All that being said, there are magician who work with the GD system and claim to get good results. So clearly the spirits are able to accommodate some variation in the methods used to conjure them. They are as far as I can tell independent, sentient beings. I’ll also add that at one point I did some experiments with a faster “stripped down” version of Enochian that substitutes simple Angelic phrases for some of the conjurations and so forth. You can find that article here: http://ananael.blogspot.com/2007/01/enochian-fast-casting.html
In fact, one of the things that keeps me skeptical on the “ethereal software” idea (as opposed to working with external, sentient spirits, which I do all the time) is that magical rituals can be changed around a lot and still work. I would think, for example, if there’s a piece of ethereal software that’s “the Lesser Ritual of the Pentagram” (beyond the macrocosmic godnames and angels, which I believe are conscious separate intelligences that the ritual calls upon) you would think that everyone would have to do the ritual exactly the same way to get results – change a piece, and your results would go away at once.
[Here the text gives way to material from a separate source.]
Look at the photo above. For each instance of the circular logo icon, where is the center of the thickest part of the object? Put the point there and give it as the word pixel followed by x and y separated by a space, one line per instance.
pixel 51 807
But that doesn’t happen – generally speaking, ritual magicians adhere to the names of power and the basic structure, but beyond that there are numerous variations on the ritual. All of them seem to work so long as they don’t diverge from several key elements.
The same is true of just about every ritual form out there. The whole “follow the grimoire to the letter” movement that has a strong presence online these days is quite a recent movement, really only becoming prominent in the last five years or so. Prior to that, most ritual/ceremonial magicians worked off systems like Crowley’s or the Golden Dawn and modified a lot of their rituals as they saw fit, or combined them in new ways to see what would happen. That’s what I was doing when I came up with the original operant field concept, and that’s still what my working group mostly does to this day with a lot of our ritual series.
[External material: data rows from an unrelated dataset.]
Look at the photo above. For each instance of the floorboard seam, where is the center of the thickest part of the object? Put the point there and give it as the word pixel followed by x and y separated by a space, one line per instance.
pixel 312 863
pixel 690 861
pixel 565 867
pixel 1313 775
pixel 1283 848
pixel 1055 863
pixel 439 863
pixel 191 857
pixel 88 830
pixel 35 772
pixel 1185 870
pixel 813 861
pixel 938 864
Anyway, this is probably getting to be too long a discussion to have here. Hopefully it’s helpful to you in getting your book put together, since in a number of ways I’m a tougher audience than most. ;-)
Thanks for taking the time to explain all that. I was totally unaware of the movement to follow grimoires to the letter, or the other movement in the opposite direction. And that makes sense about the sigils: The angels themselves insist on the proper sigils.
Also, thanks for explaining why you’re dubious about ethereal software. You are a tougher audience than most healers, but if I want to build magick into a mature field, you’re far from the toughest audience I’ll have, so it’s good to learn these things now. I’m working on a post to explain the “some spirits are projections of ethereal software” part of my model better, focusing on my experiences and testing that make me believe it’s true. I’m eager to hear your take, once it’s done.